Whether it was Sahib Jan played by Meena Kumari in Kamal Amorhi’s unforgettable Pakeezah or Umaro Jaan by the lithe-footed Rekha, the tales of unrequited love and courtesans have lived on in our collective memories. It is this ethos that gets recreated through Tarun Tahiliani’s ode to the woman, who dances despite the deep pain that will reside in her heart forever.
By Asmita Aggarwal
The fresh smell of Jasmine flowers, a vintage chandelier, rows of crystals and Manjari Chaturvedi’s kathak performance made Tarun Tahiliani’s show a fitting homage to a line seeped in the era of the courtesans.
The red roses in the hair complemented the delicacy of Chantilly lace as the ramp was awash with ready to wear couture which included a muted palette of beige and chikankari as gotta patti on gossamer duppattas and saris took us down memory lane. Jaali-like blouses, mirroring an era where art and music formed an upbringing based on tehzeeb, the subtle sheen that the velvet embroidered borders on saris exuded to the rusted orange sherwanis, each ensemble was synonymous with vibrancy and soaked in detail.
The creative stimuli was provided by the asymmetrical Benerasi brocade lehengas, draped to perfection which came armed with beaded tassels. And the innovation was the discovery and modernisation of the brave, newsharara which was less wider, more taller, transparent and came in everyone’s favourite hue charcoal black. Meena Kumari’s Pakeezah- style short and fitted kurtas with gotta bordered shararas slowly emerged accessorised withbajubands, maang tikkas and elaborate necklaces.
Baby pinks, washed down greens, ink blues to glimmering silver and gold touches and deep blacks were given a touch of luxury through glittering emerald safa pins, gold jhumkis and diamond brooches.
The play this time at couture week is on the backs and shoulders with the latter becoming the canvas.

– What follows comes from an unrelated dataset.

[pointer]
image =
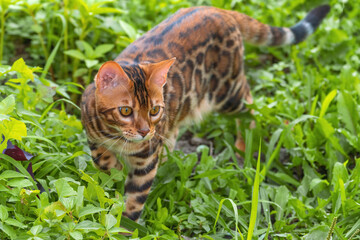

Dropped to off shoulder cholis have found favour along with interesting backs—-dipped, heart shaped to squares, with tie back details.
There was a smattering of traditional zardosi, but it remained restrained, while sitara and tilla work took centerstage, as Tarun created the mood with mother-of-pearl, sparkling crystals as tulle veils observed convention on the superlative footwork of the veteran danseuse.